Intro
Not so long ago, we were challenged to build a framework that lies on a specific platform architecture that we hosted on Azure resources. Although we had to take into account the particular design wishes of our customer, we worked together with them to come up with a design and process that fit the bill. The end design allows resources to be set up to work together on a set of features and services and provide a full enterprise service bus on the cloud – which is impressive! 💪
Nowadays talking about services is the same as talking about of the busiest airport in the word – before this pandemic time. Wherein only a set of procedures and structured frameworks could be put in place to operate procedures safely, even when everything looks like a huge traffic jam.
So services (like airplanes) have common concepts (like wings and engines) but they differ in their specific ways in respect to technology, business requirements, developers capacities, or what was the in-place procedure at that time. You can liken this to two major aircraft manufacturers producing different sizes, styles, and types of parts, but the same principles apply – like our enterprise services.

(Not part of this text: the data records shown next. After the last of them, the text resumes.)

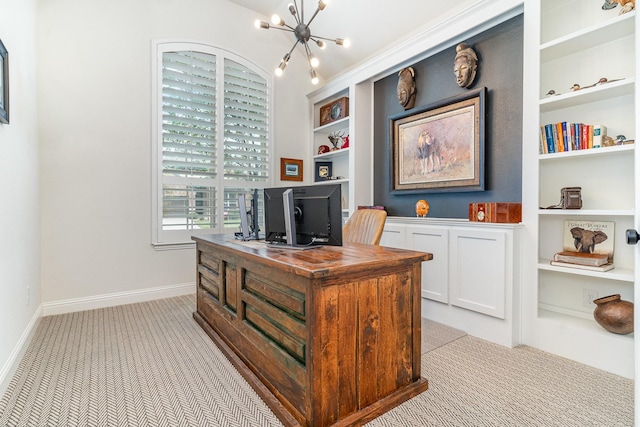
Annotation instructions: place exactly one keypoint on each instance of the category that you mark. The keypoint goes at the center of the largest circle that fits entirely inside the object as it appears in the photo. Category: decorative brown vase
(613, 314)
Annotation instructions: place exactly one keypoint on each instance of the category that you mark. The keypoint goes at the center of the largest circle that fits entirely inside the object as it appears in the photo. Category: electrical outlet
(588, 295)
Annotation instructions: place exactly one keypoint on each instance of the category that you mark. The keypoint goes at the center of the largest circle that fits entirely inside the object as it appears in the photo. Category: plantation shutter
(214, 140)
(189, 164)
(246, 150)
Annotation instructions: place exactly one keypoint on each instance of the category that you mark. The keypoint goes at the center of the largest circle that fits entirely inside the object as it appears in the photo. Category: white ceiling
(372, 26)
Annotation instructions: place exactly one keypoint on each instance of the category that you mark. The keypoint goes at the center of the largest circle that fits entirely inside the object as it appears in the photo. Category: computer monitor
(316, 215)
(249, 227)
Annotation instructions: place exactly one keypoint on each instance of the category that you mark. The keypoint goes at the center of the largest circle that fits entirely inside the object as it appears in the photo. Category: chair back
(364, 226)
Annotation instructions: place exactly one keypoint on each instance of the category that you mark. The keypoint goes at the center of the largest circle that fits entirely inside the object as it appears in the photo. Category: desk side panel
(364, 333)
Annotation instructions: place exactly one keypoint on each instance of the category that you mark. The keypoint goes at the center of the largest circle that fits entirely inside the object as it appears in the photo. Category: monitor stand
(248, 232)
(290, 224)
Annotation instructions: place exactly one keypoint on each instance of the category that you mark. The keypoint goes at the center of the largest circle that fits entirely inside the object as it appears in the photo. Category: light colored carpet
(150, 364)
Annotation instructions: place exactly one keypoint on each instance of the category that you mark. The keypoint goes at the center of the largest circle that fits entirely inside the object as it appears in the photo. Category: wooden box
(335, 110)
(495, 212)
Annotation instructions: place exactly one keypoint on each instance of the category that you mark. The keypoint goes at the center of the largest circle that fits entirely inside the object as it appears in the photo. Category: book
(543, 142)
(595, 237)
(549, 135)
(576, 136)
(565, 136)
(605, 267)
(559, 137)
(599, 131)
(581, 258)
(584, 136)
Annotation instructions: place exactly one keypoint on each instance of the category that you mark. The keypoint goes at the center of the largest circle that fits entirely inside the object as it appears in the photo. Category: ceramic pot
(422, 208)
(614, 314)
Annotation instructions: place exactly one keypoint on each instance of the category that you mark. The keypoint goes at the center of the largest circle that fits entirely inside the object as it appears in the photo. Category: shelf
(589, 325)
(586, 212)
(603, 32)
(333, 126)
(332, 181)
(601, 92)
(332, 154)
(603, 151)
(622, 274)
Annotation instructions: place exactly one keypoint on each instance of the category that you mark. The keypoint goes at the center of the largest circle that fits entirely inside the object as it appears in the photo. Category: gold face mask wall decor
(465, 65)
(406, 91)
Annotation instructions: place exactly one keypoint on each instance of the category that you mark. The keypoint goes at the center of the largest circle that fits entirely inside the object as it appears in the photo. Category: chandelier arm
(298, 16)
(306, 48)
(294, 46)
(314, 37)
(288, 28)
(314, 16)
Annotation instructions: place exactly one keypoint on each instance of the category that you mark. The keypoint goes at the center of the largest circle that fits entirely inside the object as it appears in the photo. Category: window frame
(178, 239)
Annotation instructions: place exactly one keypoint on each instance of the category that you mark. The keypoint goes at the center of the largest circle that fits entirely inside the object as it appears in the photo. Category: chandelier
(303, 35)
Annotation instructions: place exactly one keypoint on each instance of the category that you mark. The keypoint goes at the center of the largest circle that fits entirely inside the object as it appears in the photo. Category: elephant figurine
(586, 240)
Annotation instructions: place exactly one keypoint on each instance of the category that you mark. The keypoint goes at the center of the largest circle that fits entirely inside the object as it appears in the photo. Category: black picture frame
(439, 147)
(324, 171)
(4, 84)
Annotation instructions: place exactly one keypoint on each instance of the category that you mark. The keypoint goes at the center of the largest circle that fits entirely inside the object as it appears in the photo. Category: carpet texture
(150, 364)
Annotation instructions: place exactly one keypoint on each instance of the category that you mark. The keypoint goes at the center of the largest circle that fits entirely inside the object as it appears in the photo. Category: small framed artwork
(4, 84)
(439, 147)
(323, 171)
(290, 169)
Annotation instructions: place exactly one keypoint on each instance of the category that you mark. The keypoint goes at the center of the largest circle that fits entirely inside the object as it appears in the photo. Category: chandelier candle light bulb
(302, 33)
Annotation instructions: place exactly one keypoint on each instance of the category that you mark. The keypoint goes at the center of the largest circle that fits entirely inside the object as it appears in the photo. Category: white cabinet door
(393, 236)
(477, 270)
(435, 273)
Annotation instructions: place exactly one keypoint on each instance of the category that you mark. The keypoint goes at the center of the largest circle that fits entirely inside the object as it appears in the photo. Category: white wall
(95, 120)
(19, 206)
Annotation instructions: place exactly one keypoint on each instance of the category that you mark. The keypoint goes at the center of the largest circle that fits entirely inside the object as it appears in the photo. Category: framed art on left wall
(4, 84)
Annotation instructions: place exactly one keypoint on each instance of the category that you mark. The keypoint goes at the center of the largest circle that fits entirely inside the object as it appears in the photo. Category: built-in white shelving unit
(567, 43)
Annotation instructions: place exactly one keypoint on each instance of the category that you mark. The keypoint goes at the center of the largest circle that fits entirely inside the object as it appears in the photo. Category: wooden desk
(326, 336)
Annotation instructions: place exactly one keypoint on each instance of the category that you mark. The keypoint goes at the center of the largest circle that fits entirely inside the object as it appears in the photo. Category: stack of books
(586, 261)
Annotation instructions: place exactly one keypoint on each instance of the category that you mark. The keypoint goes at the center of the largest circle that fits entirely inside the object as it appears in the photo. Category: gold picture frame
(291, 169)
(440, 147)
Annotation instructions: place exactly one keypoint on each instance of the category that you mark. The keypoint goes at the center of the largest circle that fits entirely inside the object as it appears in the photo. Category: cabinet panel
(393, 236)
(477, 271)
(435, 273)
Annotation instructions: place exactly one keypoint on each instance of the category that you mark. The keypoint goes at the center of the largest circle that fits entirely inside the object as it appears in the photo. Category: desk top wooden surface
(318, 262)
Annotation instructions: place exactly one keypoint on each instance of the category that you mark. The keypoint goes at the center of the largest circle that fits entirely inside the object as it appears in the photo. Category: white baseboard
(81, 304)
(11, 365)
(118, 298)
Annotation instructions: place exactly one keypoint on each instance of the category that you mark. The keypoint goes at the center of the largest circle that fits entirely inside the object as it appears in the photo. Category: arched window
(211, 139)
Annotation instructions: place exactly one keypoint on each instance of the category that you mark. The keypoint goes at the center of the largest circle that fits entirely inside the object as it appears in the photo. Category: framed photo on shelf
(323, 171)
(4, 84)
(588, 236)
(439, 147)
(290, 169)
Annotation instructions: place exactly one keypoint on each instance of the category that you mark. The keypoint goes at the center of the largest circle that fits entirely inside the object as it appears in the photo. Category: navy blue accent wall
(499, 53)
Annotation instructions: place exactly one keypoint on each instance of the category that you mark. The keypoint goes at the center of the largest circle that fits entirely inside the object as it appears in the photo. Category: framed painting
(290, 169)
(440, 147)
(4, 84)
(323, 171)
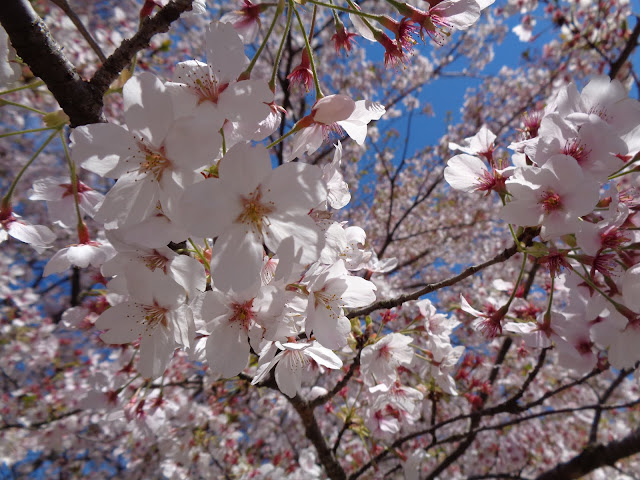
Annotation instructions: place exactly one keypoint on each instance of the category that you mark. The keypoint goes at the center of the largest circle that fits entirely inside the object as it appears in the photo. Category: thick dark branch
(312, 431)
(632, 43)
(595, 457)
(593, 434)
(66, 8)
(124, 54)
(526, 238)
(34, 44)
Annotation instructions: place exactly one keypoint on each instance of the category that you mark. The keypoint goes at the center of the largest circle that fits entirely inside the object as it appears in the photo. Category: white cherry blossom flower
(553, 196)
(330, 290)
(255, 204)
(155, 313)
(58, 193)
(333, 113)
(291, 362)
(379, 362)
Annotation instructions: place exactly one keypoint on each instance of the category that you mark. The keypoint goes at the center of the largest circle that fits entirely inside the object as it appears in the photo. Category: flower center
(156, 260)
(550, 201)
(154, 162)
(242, 313)
(574, 149)
(155, 314)
(254, 210)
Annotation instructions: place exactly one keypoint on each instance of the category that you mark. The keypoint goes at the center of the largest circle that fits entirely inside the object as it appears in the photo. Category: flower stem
(31, 130)
(276, 63)
(344, 9)
(279, 10)
(312, 64)
(74, 179)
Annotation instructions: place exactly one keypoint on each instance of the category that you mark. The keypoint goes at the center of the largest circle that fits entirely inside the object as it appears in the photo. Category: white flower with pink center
(251, 204)
(330, 290)
(58, 193)
(156, 313)
(212, 93)
(380, 361)
(291, 363)
(153, 157)
(554, 196)
(334, 113)
(229, 318)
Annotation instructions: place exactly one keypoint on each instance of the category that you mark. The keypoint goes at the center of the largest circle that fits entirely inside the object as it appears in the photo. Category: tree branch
(124, 54)
(632, 43)
(33, 42)
(312, 431)
(594, 457)
(526, 238)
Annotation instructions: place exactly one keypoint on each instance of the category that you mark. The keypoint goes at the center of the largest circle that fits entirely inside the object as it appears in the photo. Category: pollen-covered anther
(208, 89)
(154, 163)
(254, 210)
(156, 260)
(574, 149)
(550, 201)
(154, 315)
(242, 313)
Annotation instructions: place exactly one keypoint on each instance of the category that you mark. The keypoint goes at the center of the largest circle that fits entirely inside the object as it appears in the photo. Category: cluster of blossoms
(389, 403)
(217, 264)
(258, 264)
(570, 178)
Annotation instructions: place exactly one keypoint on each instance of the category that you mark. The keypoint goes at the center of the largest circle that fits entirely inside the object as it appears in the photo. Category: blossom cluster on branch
(242, 270)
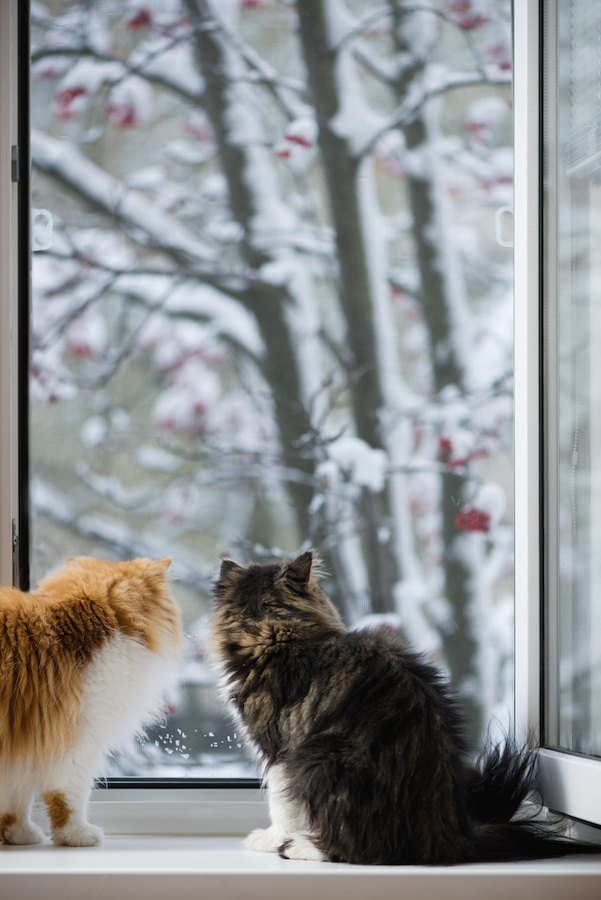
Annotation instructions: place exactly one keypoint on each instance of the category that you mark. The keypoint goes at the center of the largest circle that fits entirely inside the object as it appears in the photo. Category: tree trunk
(355, 290)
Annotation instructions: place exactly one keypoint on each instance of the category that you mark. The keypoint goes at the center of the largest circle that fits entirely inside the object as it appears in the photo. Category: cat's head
(263, 608)
(135, 591)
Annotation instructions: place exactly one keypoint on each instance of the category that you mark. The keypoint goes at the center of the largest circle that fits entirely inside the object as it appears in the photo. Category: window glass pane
(572, 260)
(276, 311)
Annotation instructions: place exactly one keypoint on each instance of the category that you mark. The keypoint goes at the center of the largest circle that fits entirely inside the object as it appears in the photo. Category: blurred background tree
(277, 313)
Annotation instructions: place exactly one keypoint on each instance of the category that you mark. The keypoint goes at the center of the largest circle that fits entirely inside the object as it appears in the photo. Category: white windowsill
(174, 867)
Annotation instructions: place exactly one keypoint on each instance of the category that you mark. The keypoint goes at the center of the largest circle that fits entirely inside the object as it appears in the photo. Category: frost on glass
(275, 315)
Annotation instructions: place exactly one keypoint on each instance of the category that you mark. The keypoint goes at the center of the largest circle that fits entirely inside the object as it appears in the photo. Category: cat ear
(299, 571)
(228, 567)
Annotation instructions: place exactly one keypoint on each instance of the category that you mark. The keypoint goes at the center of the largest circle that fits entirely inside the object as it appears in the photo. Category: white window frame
(571, 784)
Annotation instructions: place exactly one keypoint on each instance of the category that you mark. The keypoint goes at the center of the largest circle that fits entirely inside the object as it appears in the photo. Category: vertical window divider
(527, 450)
(12, 166)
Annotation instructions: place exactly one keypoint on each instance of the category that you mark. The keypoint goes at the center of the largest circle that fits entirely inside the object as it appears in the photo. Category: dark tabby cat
(362, 741)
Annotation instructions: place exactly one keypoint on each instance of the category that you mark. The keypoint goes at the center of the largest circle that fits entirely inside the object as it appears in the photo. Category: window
(265, 317)
(572, 511)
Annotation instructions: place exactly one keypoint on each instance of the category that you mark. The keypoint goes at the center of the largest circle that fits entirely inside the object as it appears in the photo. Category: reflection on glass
(573, 340)
(275, 313)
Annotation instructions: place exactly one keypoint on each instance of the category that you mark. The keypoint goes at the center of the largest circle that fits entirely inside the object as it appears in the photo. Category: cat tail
(503, 777)
(500, 788)
(522, 840)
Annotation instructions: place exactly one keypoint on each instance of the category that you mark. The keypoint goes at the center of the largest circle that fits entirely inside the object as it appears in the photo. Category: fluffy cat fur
(362, 741)
(83, 662)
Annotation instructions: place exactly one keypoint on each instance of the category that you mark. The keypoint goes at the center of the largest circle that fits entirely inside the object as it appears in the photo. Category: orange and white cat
(84, 660)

At this stage, and to keep it simple, our services include every service type and architecture (micro-services, SOAP, REST, SOAP-ish, REST-ish – you got the idea 😁). This means that like an airport, we need a hub. Our hub is Azure API Management (aka APIm). APIm is our services manager that allows us to have great capabilities to control and manage our service’s behaviors, uniformization, rate limits, and access control.
But like any other airport/service manager we faced some challenges because of the way we want to manage our architecture inside of it. In this post, we’ll present parts of the current architecture that led us to the challenge of having multiple services hosted within it, but also needed calls between them in the form of loopback calls for the same APIm instance.
The challenge
We started to have a single APIm instance that could host our services layers:
- Channels APIs – the public and external façade of internal services to have a single uniformization and a set of security rules, authentication procedures, and rate limits to be in place when exposed wide open to the internet;
- Services APIs – first internal layer that represents the service implementation as an entity itself, but using other services layers to abstract the backend implementation-specific logic;
- Adapters APIs – the nearest service layer implementation that holds the specific logic of the backend services. This acts as the bridge between the provider service implementation and the service common architecture layer – by holding the specific implementation. We can have multiple adapters that serve the same service and act as data connectors.
These layers were composed by a set of names and configuration rules (APIm products and policies) on a single Azure API Management.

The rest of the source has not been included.